I pin down her hands and speed dial Greg, who runs right back over (such a blessing to live next to the church.)
 
We work together to rescue the baby from her mess, bathe her, and clean it all up before Greg’s counseling appointment. Lydah, meanwhile, settles back down to her movie without taking any notice of Daddy’s return.
 
I am in the midst of toweling off Eve, and Greg has just walked out the back door, when our doorbell rings. So I run down the stairs with the naked baby and answer the front door, finding, of course, the church member who is wondering where her pastor is and is he still planning to counsel her and why doesn’t he answer the church doorbell?
 
“He was just here helping me for a second. He should be there now. Try again!” I say in my super-sweet, covering-up-the-insanity-of-my-life voice. (Did I mention what a burden it is to live next to the church?)
 
Finally, I am able to dress the baby, and diaper her, using the now perfectly dry (and green and cheap) diapers from the dryer, and just as I am thinking how nice it might be to have Lydah take that nap after all, I hear a voice from downstairs cry out, “I’m all sticky and wet!”
 
None other than the two-year-old has managed to cover herself with a bowl of canned peaches, which she has sneakily stolen from on top of the kitchen counter. As an aside, I have to say how impressed I am with her physical strength—I didn’t even know she could climb that high. Not so impressive, however, is the horrible mess she has made carrying the bowl from the counter to the living room, and the sticky peach juice that is tangling up her hair and dripping down her neck and all over her clothes.
 
This, considering that I had just finished bathing the sister. This, considering I had just scrubbed and vacuumed all the floors less than twenty-four-hours prior.

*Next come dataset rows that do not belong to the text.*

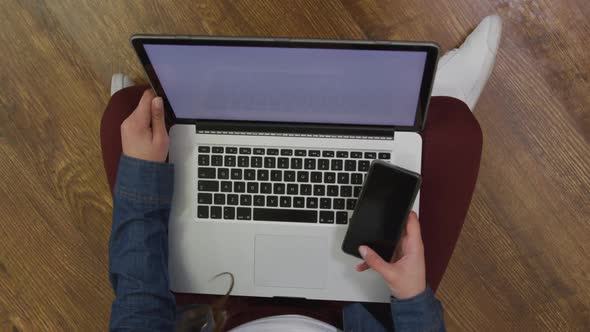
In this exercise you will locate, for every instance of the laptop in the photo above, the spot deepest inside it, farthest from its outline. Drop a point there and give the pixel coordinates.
(271, 141)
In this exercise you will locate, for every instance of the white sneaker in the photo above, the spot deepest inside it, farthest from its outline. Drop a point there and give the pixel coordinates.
(120, 81)
(463, 72)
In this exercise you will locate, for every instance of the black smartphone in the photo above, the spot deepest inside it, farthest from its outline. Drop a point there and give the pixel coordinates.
(380, 215)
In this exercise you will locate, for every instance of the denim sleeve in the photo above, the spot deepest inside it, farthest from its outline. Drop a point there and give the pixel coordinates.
(138, 248)
(422, 312)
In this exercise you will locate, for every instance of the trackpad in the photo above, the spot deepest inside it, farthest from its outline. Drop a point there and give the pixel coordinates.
(290, 261)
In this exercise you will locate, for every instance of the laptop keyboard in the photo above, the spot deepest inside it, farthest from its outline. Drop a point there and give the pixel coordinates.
(283, 185)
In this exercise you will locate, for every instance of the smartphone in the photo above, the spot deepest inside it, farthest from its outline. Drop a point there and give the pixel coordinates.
(380, 215)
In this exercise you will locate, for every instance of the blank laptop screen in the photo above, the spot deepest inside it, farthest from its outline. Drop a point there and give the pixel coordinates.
(306, 85)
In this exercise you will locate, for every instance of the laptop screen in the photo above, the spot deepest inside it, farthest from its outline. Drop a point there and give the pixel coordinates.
(293, 85)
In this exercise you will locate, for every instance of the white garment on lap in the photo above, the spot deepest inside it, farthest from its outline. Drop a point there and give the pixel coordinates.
(287, 323)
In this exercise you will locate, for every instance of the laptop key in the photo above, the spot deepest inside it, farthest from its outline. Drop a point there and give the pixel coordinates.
(239, 187)
(343, 178)
(305, 189)
(332, 190)
(329, 177)
(302, 176)
(229, 161)
(270, 162)
(324, 164)
(319, 190)
(243, 161)
(292, 189)
(299, 202)
(256, 162)
(203, 160)
(232, 199)
(249, 174)
(223, 173)
(286, 215)
(326, 217)
(350, 203)
(203, 211)
(350, 165)
(316, 177)
(314, 153)
(216, 212)
(384, 155)
(244, 214)
(356, 178)
(236, 174)
(203, 198)
(279, 189)
(262, 175)
(245, 200)
(272, 201)
(252, 187)
(216, 160)
(289, 176)
(341, 217)
(206, 173)
(226, 186)
(208, 185)
(345, 191)
(283, 163)
(229, 212)
(258, 200)
(296, 163)
(266, 187)
(336, 164)
(219, 199)
(276, 175)
(370, 155)
(364, 165)
(339, 204)
(285, 201)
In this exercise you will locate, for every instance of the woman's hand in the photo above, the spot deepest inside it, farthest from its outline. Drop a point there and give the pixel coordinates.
(143, 133)
(406, 273)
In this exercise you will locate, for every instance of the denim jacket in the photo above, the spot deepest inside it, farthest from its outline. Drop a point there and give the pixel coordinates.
(138, 261)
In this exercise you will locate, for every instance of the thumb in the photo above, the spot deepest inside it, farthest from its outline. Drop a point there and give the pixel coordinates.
(374, 261)
(158, 122)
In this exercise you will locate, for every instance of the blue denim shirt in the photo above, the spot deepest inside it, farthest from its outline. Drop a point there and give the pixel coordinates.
(138, 261)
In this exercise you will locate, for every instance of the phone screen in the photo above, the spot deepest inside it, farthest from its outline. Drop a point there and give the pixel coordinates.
(382, 209)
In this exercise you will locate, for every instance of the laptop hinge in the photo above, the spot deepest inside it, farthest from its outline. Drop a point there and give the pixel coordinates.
(294, 130)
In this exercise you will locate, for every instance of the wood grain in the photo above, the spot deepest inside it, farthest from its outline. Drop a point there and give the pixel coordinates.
(522, 262)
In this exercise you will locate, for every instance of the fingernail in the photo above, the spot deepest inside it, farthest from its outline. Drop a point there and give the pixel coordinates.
(363, 251)
(158, 102)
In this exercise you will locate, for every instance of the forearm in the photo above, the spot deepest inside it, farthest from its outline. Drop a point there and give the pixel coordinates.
(423, 312)
(138, 249)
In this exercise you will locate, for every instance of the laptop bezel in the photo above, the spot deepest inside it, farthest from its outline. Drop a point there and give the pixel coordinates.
(432, 52)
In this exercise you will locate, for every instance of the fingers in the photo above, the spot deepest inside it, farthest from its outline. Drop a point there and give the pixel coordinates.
(374, 261)
(142, 112)
(158, 121)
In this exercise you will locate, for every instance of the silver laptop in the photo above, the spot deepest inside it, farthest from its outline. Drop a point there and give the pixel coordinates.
(271, 142)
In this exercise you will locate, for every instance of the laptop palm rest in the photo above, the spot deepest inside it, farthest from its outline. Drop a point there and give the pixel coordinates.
(290, 261)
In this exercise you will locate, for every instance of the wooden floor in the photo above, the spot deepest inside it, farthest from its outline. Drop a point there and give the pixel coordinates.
(522, 262)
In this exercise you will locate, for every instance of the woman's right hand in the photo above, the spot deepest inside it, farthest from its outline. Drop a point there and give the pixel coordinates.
(405, 274)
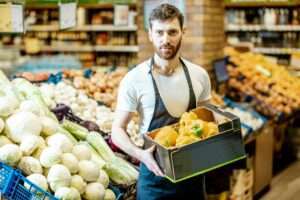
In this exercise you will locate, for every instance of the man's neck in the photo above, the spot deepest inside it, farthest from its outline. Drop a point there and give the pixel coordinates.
(166, 67)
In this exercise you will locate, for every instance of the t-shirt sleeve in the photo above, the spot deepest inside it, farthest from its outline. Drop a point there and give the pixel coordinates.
(206, 93)
(127, 97)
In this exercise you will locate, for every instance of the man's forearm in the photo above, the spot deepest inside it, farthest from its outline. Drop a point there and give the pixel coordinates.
(122, 140)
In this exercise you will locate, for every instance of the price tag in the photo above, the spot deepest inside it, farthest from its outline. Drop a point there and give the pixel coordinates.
(67, 15)
(11, 20)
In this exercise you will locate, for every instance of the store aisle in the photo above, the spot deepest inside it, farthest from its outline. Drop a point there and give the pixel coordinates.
(285, 186)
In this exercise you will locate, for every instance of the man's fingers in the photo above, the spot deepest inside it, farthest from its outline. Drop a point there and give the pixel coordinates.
(157, 170)
(151, 149)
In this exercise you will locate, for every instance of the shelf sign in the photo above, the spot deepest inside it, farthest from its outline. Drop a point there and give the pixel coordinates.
(67, 15)
(11, 20)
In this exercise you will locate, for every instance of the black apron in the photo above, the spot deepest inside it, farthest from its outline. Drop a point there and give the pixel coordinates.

This, considering I had just changed Lydah’s clothes for the third time that day due to potty-training accidents.
 
All of this considering, I am at the end of my rope, and make the horrible mistake of asking, a bit too loudly, “Why in the world are you eating peaches in the living room?!”
 
Now I am usually very committed to speaking in a respectful tone even in those moments when I want to scream till the shingles peel off. So Lydah’s actions in the next moments are quite reasonable and forgivable. Mostly.
 
Rather than answering my louder-than-usual question, my sweet daughter begins throwing a truly awful tantrum, howling out “No! Mommy, no!” stomping around in the peach juice, and throwing a pillow or two before I send her to time-out in the bathroom.
 
It was about this time that the hour ended, so I will spare you, Mr. Public Dental Health Clerk, all the details of the rest of my idle, unoccupied, unemployed day.
 
But for anyone else out there wondering what payment there is for a job like mine, I will let you in on what happened in the next hour, as I am toweling off Lydah, wiping her tears as she snuggles in my lap. After working to convince her that she can actually stop crying, that I’m not upset anymore, and that everything is just peachy (pun intended), I say, “Lydah, is it okay if I cry now too?”
 
She sits straight up and looks at me and says, “No, Mommy. You can’t cry. Big people don’t cry. Only little people do that.” She hesitates and says, “Well, Daddy can cry. But not you.”
 
We giggle together as I pretend to boo-hoo like a Big Bad Dad, but I think my two-year-old has hit on some truth. We mothers are irreplaceable. Indestructible. Heroic. If Mommy breaks down, the very core of the household is shaken. The little ones will question the worth of their lives. Even the Daddy will be lost in this world of diapers, blankies, and washing machines.
 
Unemployed? Not at all. I may not have the official document to prove it, but I hold the powerful, world-shaping position of Mommy.